As the Asean states sought improved ties with China after the historic Nixon visit to China in 1971, calls for an end to Chinese support for the communist parties in the region were coupled with the need to uphold the principles of non- interference and respect for the sovereignty of the region’s states.
Forty years later, geopolitical realities have changed. The end of the Cold War undermined the logic of the policy of non-intervention and non-interference. Doctrines of humanitarian intervention and ‘the responsibility to protect’ are increasingly the basis of decision-making in the UN Security Council, especially as the impact of bloodshed and the consequences of riots, revolutions and bombings are covered hour by hour on television screens and in widely circulated blogs and on the Internet.
In 1988, the scale of the much larger crackdown by the Myanmar military only became known several weeks later. Today, these images are transmitted instantaneously around the world by mobile phones and YouTube.
As long as Myanmar is part of the highest councils of Asean, the region will have a credibility problem when it seeks to address issues of humanitarian concern elsewhere around the globe.
Not only is the junta a failure when it comes to ensuring Myanmar’s economic development, it has also failed to build a cohesive society or ensure a political transition from military rule.
Myanmar does not play an effective role within Asean either. When former Malaysian prime minister Mahathir Mohamad succeeded in getting Asean approval for Myanmar’s admission in 1997, it was believed that Myanmar’s participation would lead to learning by example: As Myanmar interacted with Asean states, it would realise that outward-looking policies, increased foreign investment and expanded trade, tourism and other exchanges would lead it to move in the direction of a more open society increasingly integrated with the rest of South-east Asia. These hopes were soon dashed.
As the Singapore co-chair of the Singapore/Myanmar senior officials working group on economic issues, I realised in 1998 that we were going nowhere. As we were preoccupied with the Asian financial and economic crisis, we decided not to proceed with these meetings as our hosts were more interested in taking us on a week-long jaunt to gem mines and tourist attractions than engaging in serious exchanges on policy issues.
As Asean moves towards the establishment of an Asean Community based on the three pillars of a Security Community, a Socio-Cultural Community and an Economic Community, can it afford to have a member seen as having a government that has failed to ensure the well-being of its people not just recently but since it joined Asean?
Old Asean hands will say that Myanmar is part of Asean and should be a member. Yes, but only when Myanmar can uphold its commitments. Until then, the forthcoming Asean Summit should agree on the suspension of Myanmar’s membership.
The writer is Dean of the S. Rajaratnam School of International Studies, Nanyang Technological University.

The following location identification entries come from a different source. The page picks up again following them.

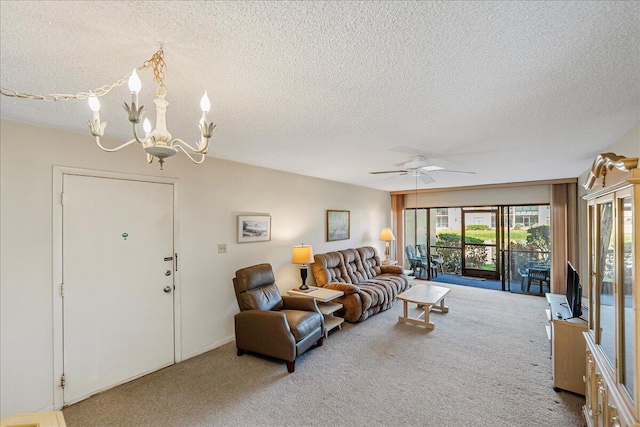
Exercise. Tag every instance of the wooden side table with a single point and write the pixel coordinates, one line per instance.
(324, 298)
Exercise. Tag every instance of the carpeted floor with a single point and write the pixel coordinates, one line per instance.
(486, 363)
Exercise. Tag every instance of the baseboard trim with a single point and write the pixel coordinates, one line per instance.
(208, 348)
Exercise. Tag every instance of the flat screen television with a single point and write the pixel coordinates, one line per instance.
(574, 291)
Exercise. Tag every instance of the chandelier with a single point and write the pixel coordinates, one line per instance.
(157, 142)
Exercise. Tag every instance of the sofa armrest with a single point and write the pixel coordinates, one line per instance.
(265, 332)
(347, 288)
(300, 303)
(394, 269)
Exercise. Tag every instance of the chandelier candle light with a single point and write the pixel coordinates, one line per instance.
(157, 142)
(303, 255)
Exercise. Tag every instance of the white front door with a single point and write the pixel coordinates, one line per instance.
(118, 283)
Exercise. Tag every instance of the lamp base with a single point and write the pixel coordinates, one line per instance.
(303, 275)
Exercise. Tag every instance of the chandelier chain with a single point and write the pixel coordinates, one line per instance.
(156, 62)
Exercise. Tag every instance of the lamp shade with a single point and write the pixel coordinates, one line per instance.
(302, 254)
(387, 235)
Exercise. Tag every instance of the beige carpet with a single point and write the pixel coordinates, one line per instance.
(485, 364)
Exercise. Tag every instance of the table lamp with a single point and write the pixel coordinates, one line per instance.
(303, 255)
(386, 236)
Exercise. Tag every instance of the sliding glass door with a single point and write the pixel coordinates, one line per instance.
(527, 245)
(480, 243)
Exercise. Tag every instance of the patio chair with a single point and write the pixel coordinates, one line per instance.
(421, 250)
(537, 275)
(415, 263)
(438, 261)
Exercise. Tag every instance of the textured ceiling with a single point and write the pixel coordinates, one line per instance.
(514, 91)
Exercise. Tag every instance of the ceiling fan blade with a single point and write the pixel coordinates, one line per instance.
(379, 172)
(426, 178)
(447, 170)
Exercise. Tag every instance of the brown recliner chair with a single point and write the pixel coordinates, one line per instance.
(271, 324)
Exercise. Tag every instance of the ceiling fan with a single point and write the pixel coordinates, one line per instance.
(417, 166)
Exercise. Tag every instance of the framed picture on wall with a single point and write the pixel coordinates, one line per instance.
(338, 225)
(254, 228)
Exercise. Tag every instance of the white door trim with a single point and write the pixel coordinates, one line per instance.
(58, 351)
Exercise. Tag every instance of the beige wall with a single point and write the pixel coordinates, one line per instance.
(210, 197)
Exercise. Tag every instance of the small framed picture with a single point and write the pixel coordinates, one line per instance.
(254, 228)
(338, 225)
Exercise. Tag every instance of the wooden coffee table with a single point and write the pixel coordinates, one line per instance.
(428, 297)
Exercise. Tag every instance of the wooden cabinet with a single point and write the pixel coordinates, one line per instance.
(612, 374)
(567, 345)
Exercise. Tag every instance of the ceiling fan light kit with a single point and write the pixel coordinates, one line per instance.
(418, 167)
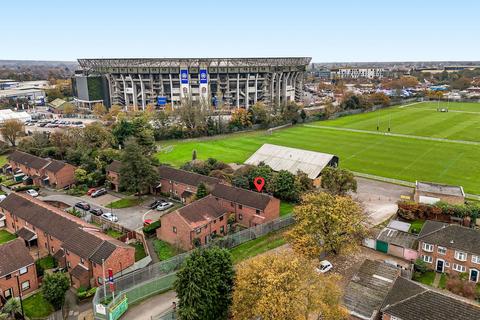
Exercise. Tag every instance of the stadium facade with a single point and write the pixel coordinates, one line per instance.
(236, 82)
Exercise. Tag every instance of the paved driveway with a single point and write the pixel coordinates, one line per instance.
(379, 198)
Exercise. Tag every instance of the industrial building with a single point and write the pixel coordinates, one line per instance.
(235, 82)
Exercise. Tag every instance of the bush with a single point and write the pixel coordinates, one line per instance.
(151, 228)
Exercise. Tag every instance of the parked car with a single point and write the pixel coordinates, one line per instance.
(82, 205)
(96, 211)
(109, 217)
(164, 206)
(99, 192)
(324, 266)
(32, 192)
(156, 203)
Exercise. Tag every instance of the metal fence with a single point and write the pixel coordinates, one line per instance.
(159, 277)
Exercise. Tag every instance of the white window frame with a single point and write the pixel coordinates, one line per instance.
(442, 250)
(455, 267)
(427, 259)
(459, 253)
(427, 247)
(475, 259)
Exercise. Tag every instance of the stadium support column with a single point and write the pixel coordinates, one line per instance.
(238, 90)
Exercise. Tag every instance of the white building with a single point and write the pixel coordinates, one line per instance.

In addition, MM Lee Kuan Yew was quoted in the Straits Times (to appear on 10 Oct) describing Myanmar’s ruling generals “as being rather ‘dumb’ when it comes to managing the country’s economy” and “will not be able to survive indefinitely”.
Already, several months ago, the Singapore Government decided it would not defend Myanmar at the UN any more because of its refusal to show any meaningful progress on its “Roadmap to Democracy”. Now, such strident calls from a “non-government academic” could be a prelude to an even more significant shift in Singapore’s public position on Myanmar.
There is no better time to ratchet up the pressure as now. If Singapore and ASEAN miss this window of opportunity to pressure the generals to compromise, we could be looking at another 20 years of brutal military suppression and economic disasters before the next uprising.